PDF Website

every website is good for something. google is search engine. facebook is social media. twitter is short messages. and this website is good for pdf download purposes. remeber this website on your bookmarks for future pdf downloads.


Apr 4, We present a case of Meigs’ syndrome due to right ovarian fibroma with elevated CA .. Síndrome de Meigs: presentatión de dos casos. CASE REPORT. Meigs’ syndrome with elevated CA case report. Síndrome de Meigs com CA elevado: relato de caso. Sabas Carlos Vieira; Leonardo. Meigs’ syndrome consists of a benign ovar- ian tumor accompanied by ascites and . Síndrome de Meigs com CA elevado: relato de caso. CONTEXTO: A.

Author: Daijin Vilkis
Country: Mali
Language: English (Spanish)
Genre: Sex
Published (Last): 6 April 2014
Pages: 235
PDF File Size: 18.2 Mb
ePub File Size: 19.34 Mb
ISBN: 968-5-93822-380-3
Downloads: 63192
Price: Free* [*Free Regsitration Required]
Uploader: Vozilkree

Reactivity of a monoclonal antibody with human ovarian carcinoma. Sabas Carlos Vieira, MD. Obstet Gynecol sindrome de meigs 5: The Meigs syndrome in a woman of 44 years-old, with right ovarian sindfome.

Frozen section of the right adnexal mass was read as benign ovarian fibroma. Ovarian sindrome de meigs are more prevalent in women in upper socioeconomic groups. The patient was then referred to our hospital. However, surgery and histopathological examination are required for the correct diagnosis and treatment, since an elevated CA level can be falsely positive for ovarian malignancy.


Sindrome de meigs frozen section diagnosis of the ovarian tumor was thecoma. Sindrome de meigs mass, pleural effusion, and ascites: Hydropic degenerating leiomyoma presenting as pseudo-Meigs syndrome with elevated CA Strong expression of VEGF in tumor cells as well as significantly higher VEGF level in peritoneal than pleural fluid suggest its local production by the tumor.

Clinical and ultrasonographic studies revealed a mobile, semi-solid right adnexal tumor in the lower abdominal quadrants of 15 x cm sindrome de meigs ascites as well as hydrothorax of the left lung, confirmed by chest radiography. Support Center Support Center. J R Coll Physicians Lond ; 30 5: A propos d’un fibrothecoma et d’un fibrome ovariens.

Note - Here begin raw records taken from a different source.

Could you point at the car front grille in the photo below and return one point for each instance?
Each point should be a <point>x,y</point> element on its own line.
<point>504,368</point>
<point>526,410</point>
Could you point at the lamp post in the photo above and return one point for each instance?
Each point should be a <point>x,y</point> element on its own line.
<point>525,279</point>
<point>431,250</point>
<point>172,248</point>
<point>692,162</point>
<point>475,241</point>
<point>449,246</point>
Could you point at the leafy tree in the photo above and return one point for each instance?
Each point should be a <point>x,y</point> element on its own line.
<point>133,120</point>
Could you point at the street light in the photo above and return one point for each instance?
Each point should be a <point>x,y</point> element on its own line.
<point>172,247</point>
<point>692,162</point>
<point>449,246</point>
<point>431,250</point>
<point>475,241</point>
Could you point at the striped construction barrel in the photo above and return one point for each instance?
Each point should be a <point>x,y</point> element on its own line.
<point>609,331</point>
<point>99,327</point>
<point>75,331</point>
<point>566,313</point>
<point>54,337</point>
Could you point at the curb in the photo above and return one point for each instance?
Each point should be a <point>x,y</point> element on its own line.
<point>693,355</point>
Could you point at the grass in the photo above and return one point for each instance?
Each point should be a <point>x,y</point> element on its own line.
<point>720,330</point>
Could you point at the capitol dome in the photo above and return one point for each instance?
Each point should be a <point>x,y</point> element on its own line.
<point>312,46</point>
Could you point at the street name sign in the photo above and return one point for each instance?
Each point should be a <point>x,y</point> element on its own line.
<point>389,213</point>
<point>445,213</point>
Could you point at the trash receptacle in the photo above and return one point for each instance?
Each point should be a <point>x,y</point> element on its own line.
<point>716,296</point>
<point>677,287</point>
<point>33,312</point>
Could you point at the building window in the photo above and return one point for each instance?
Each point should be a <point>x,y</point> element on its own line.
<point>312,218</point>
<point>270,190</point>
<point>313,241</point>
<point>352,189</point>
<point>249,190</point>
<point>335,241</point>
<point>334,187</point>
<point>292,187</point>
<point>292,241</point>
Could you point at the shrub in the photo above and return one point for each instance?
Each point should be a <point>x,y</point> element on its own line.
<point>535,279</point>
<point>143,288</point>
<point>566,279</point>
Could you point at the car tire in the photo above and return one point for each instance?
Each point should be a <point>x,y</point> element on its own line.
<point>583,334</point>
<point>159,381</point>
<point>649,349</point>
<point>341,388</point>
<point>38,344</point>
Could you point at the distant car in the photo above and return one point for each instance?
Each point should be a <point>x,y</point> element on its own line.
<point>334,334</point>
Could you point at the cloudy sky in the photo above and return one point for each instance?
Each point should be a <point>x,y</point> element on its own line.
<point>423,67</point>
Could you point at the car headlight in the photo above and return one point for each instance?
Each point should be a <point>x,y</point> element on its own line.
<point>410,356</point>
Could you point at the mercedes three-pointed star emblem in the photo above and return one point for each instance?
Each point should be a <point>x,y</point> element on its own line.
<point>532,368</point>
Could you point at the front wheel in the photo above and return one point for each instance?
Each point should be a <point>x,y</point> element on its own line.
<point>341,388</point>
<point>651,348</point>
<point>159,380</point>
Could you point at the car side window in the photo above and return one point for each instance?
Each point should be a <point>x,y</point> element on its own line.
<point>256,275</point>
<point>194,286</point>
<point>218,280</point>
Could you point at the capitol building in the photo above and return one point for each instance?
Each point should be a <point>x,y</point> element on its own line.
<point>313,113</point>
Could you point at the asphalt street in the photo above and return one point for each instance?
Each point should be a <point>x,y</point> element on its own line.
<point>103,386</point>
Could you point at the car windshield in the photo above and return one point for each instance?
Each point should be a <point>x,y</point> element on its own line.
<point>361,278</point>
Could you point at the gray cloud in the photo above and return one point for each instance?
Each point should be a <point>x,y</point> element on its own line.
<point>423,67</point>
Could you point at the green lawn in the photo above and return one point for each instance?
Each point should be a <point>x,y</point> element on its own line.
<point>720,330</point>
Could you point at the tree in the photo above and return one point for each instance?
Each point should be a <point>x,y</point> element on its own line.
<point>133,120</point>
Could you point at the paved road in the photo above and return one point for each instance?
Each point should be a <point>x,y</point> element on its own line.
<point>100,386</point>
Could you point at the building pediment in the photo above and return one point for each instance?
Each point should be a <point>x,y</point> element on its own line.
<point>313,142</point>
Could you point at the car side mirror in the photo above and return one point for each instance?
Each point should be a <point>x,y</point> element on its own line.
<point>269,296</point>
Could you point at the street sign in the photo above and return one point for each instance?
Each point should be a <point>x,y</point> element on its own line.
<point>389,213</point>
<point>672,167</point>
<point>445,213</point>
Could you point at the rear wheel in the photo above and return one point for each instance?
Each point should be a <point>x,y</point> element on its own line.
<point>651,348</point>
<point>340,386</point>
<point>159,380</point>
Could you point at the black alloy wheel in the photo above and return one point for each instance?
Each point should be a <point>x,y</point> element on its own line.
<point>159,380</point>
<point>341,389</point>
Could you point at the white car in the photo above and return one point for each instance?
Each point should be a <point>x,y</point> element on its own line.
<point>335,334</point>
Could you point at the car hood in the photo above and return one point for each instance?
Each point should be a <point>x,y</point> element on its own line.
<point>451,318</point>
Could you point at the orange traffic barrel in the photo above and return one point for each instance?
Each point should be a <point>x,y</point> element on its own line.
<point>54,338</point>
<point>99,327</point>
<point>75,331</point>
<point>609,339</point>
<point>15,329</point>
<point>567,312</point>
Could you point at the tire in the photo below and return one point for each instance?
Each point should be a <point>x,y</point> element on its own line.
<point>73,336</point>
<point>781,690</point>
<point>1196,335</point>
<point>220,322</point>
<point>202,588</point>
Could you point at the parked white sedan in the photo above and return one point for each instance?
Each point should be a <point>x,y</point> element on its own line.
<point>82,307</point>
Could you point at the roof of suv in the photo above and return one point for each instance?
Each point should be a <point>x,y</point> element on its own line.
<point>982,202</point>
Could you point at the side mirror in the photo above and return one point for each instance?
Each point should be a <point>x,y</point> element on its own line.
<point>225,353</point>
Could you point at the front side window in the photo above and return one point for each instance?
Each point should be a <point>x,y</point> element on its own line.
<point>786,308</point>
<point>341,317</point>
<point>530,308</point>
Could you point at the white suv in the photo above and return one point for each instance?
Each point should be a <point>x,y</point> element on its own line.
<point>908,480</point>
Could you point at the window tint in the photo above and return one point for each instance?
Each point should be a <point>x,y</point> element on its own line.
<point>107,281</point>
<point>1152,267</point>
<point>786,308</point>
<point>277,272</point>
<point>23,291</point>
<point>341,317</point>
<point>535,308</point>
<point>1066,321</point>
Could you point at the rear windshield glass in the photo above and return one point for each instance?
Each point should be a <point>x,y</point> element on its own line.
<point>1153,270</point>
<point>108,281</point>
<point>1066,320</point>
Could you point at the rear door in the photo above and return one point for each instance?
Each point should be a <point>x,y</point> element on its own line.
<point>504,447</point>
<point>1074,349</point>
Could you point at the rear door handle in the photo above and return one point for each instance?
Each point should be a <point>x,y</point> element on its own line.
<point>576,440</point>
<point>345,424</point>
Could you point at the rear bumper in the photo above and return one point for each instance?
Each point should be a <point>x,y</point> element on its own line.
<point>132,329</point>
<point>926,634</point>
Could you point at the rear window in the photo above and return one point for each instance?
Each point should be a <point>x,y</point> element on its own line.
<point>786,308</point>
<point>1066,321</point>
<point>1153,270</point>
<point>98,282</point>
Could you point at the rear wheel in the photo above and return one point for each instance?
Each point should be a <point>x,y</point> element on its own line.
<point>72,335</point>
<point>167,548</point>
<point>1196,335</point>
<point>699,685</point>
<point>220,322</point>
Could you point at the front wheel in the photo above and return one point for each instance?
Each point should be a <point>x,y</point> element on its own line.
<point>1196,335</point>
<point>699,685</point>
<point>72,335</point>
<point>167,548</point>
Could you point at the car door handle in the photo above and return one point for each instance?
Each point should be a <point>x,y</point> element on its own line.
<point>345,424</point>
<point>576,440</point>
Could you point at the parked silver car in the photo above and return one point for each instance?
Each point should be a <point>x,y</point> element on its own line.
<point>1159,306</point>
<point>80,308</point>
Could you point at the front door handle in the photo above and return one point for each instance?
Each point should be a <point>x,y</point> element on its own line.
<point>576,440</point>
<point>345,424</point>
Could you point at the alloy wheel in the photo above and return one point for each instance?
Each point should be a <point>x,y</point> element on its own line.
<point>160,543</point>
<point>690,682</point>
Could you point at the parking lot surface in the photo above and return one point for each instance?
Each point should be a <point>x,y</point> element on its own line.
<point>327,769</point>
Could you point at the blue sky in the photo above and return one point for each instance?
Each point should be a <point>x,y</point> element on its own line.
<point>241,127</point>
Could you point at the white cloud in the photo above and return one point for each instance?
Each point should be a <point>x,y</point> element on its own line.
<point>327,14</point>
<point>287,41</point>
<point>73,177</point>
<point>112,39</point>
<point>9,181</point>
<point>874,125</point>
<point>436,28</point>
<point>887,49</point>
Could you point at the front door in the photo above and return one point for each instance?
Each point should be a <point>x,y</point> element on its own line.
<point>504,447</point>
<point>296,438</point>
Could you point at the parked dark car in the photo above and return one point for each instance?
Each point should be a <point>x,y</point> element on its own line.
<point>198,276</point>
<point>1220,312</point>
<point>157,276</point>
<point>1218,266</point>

From Wikipedia, the free encyclopedia. Postgrad Med J ;74 Treatment of Meigs’ syndrome consists of thoracentesis and paracentesis to drain off the excess fluid exudateand unilateral salpingo-oophorectomy or wedge resection to correct the underlying cause. Choriocarcinoma Gestational trophoblastic disease.

Int J Gynaecol Obstet. November 11, Last received: Ann Ital Chir ; 71 1: Six weeks postoperatively, she was followed on an outpatient basis without further complaints. This process depends on the balance of hydrostatic and coloidosmotic pressures in both spaces, according to Starling’s law, giving place to the sindrome de meigs of a minimal quantity of liquid in the physiologic virtual cavity.

The association of massive abdominal ascites, pleural effusion, and a large pelvic mass with an elevated serum CA level portends a poor prognosis. Ultrasound showed an extensive adnexal solid mass of about Postoperative progress was favorable, with remission of the hydrothorax by the seventh postoperative day. Meigs’ syndrome is a strange sindrome de meigs df that is also considered sindrome de meigs be an uncommon complication of leimyomas of the female genital tract.


Jeffrey B Garris, MD is a member of the following medical societies: Hospital Arnau de Vilanova. A complete sindrome de meigs study was carried out, with results within normal parameters. The pathophysiology of ascites in Meigs mekgs is speculative.

However, thecoma forming part of Meigs’ syndrome is also a diagnostic possibility. However, it is sindrome de meigs to remember that this combination of findings does not always predict sindrome de meigs ominous diagnosis.

The pleurae are a structure of mesodermic origin that consists of two layers, denominated visceral and parietal layers. Table 1 Summary of reported cases of Meigs’ syndrome with sindrome de meigs serum CA level. Marked right pleural effusion, ascites, and a large abdominal mass were found.

In another hospital, the patient had been submitted to thoracic drainage due to pleural effusion in her left lung and at that time she had begun therapeutic tests for tuberculosis, using sindrome de meigs, rifampicin and pyrazinamide, without clinical improvement. Histopathological examination of the tumor revealed a benign stromal lesion with tumor cells arranged in a fascicular dw consistent with sindrome de meigs Figure 2.

The patient did not complain of any pain or changes in micturition or bowel habits.